Gemeenten krijgen als het aan het kabinet ligt meer mogelijkheden om leegstand aan te pakken. Zo kunnen ze eigenaren verplichten om een pand weer te (laten) bewonen of in gebruik te nemen. Het doel van de aanpassing van de Leegstandswet is om de woningvoorraad zo goed mogelijk te benutten en leegstand zoveel mogelijk te beperken.
De aanpassingen zijn gisteren in internetconsultatie gegaan, waarbij iedereen op de plannen kan reageren. Dat kan tot en met 9 september. Minister Mona Keijzer van Volkshuisvesting stuurt het voorstel vervolgens naar de Raad van State voor advies. Daarna volgt een voorstel aan de Tweede Kamer. Eén van de veranderingen is dat een gemeente een woonruimte mag betreden bij het vermoeden van langdurige leegstand.
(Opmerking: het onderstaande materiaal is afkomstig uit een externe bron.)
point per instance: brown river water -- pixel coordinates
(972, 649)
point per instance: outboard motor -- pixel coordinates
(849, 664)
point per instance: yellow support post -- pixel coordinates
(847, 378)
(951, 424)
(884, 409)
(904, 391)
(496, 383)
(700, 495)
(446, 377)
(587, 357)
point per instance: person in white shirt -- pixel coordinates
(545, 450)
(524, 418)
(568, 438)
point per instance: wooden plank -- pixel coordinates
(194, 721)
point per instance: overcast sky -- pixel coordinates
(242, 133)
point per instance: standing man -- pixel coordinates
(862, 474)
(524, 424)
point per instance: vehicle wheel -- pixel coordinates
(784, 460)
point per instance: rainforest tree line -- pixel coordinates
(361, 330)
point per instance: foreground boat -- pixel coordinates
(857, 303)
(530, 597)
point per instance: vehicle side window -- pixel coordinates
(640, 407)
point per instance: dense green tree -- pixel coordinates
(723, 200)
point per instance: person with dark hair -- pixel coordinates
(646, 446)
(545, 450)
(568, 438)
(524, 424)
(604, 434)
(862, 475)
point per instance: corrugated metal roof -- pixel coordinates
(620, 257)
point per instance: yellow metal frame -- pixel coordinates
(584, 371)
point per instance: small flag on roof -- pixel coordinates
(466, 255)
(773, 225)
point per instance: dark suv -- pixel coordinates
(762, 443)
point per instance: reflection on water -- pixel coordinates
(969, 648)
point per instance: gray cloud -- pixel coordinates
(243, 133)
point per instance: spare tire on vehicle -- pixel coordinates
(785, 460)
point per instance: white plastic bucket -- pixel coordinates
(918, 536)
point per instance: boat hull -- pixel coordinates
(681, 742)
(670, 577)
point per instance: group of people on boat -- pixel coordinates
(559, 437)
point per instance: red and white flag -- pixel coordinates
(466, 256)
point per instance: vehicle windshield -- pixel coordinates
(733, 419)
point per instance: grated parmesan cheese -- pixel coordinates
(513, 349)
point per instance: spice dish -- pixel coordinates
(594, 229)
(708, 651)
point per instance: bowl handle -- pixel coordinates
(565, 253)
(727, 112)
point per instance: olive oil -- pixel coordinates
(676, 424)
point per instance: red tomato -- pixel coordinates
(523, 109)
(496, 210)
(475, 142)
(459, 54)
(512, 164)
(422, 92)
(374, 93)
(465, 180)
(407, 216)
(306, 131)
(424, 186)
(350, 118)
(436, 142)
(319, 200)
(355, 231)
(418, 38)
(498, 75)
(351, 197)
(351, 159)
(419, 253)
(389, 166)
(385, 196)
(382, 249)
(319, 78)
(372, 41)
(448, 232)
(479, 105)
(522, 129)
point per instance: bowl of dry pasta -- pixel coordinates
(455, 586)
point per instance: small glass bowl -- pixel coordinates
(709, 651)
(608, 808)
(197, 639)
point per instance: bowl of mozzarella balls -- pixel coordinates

Daarnaast kan het college een collectieve vergunning afgeven voor tijdelijke verhuur. Dit geldt alleen voor woonruimtes in een één gebouw en bij sloop en (ver)nieuwbouw. Een collectieve vergunning bundelt meerdere verhuurvergunningen in één aanvraag. Dat is efficiënter en zorgt voor minder administratieve lasten. Ook mag de gemeente straks het energieverbruik van een pand opvragen bij de netbeheerder om te controleren of het pand leegstaat.
Er komen ook strengere regels voor de tijdelijke verhuur van woningen die te koop staan. Vanwege de krappe woningmarkt en om misbruik te voorkomen mogen eigenaren een te koop staand huis nu maximaal twee jaar tijdelijk verhuren in plaats van vijf jaar. Voor de verhuur van deze panden gaat het Woningwaarderingsstelsel weer gelden. Ook moet de eigenaar kunnen aantonen dat de langdurig leegstaande woning niet verkocht kan worden.
Tot slot wordt de gemeentelijke voordracht van huurders voor een leegstaand pand vervangen door een verplichte termijn waarbinnen een pand weer in gebruik moet zijn. Het is aan de eigenaar om binnen deze termijn een bewoner of gebruiker te vinden.